The Hatfield-McCoy Regional Recreational Authority maintains a system of over 700 miles of ATV trails in southern West Virginia.  Having it operate trails in the Wildlife Management Area would mean that the trails would be better maintained.  Authority management would also bring with it rules such as safety rules, age limits for riding, bans on alcohol and littering, prohibitions on leaving marked trails, etc.  If the Authority’s management of the other trails in its system is any guide, there would be law enforcement to enforce these rules.  The Authority would also charge a fee to use the trails.

To some, this seemed like an ideal solution.  The ATV users would still have a place to ride but, because of the management of the Hatfield-McCoy Regional Recreational Authority, it would be in a more controlled manner that would prevent problems from developing.

Others didn’t see it that way.  The Department of Natural Resources didn’t like the plan because it would lose well over a third of its Wildlife Management Area.  Loss of part of the Wildlife Management Area would not be popular with those who used it, particularly hunters.

The most vocal opponents were the present ATV users of the Wildlife Management Area.  They liked the status quo.  Even though the prohibition on ATVs in a Wildlife Management Area makes the status quo is illegal, there is no effective enforcement.  The present users enjoy the freedom from rules that the status quo offers, even referring to the trails as “outlaw trails” and articulating their goal as maintaining their freedom and their “outlaw trails.”

In the face of the opposition, the Hatfield-McCoy Regional Recreation Authority has abandoned the idea.  While it would like to expand its network wherever appropriate, it has little enthusiasm for a project in the face of such opposition.  It has other projects it could pursue.

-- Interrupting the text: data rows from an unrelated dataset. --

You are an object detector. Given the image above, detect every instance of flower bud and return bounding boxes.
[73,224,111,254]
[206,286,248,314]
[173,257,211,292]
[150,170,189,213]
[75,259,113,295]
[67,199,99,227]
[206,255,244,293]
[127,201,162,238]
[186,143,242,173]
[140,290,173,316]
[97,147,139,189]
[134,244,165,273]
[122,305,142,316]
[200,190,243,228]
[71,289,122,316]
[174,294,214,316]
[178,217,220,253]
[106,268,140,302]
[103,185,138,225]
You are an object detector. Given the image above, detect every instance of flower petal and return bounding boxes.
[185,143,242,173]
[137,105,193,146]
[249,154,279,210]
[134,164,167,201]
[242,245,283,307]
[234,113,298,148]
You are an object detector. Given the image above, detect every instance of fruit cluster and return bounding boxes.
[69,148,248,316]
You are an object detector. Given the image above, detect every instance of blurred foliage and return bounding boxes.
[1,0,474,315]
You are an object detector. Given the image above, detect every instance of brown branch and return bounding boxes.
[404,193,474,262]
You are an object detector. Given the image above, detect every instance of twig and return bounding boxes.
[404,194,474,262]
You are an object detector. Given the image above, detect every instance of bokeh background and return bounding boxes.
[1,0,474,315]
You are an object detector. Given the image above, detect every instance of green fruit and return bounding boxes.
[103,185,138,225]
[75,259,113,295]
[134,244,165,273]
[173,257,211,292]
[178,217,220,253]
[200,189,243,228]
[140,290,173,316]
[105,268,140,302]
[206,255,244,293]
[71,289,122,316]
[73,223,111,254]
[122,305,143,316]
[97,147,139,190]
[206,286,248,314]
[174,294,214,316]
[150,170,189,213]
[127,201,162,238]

So we are left where we began.  There is nominally illegal activity going on on public lands.  One idea to solve the problem did not work.  We will see if the Department of Natural Resources or someone else has any other ideas.  It has said publically that it will increase patrols in the area.  The effectiveness of this solution depends, as it so often does, on the resources it has, the other demands upon those resources, etc.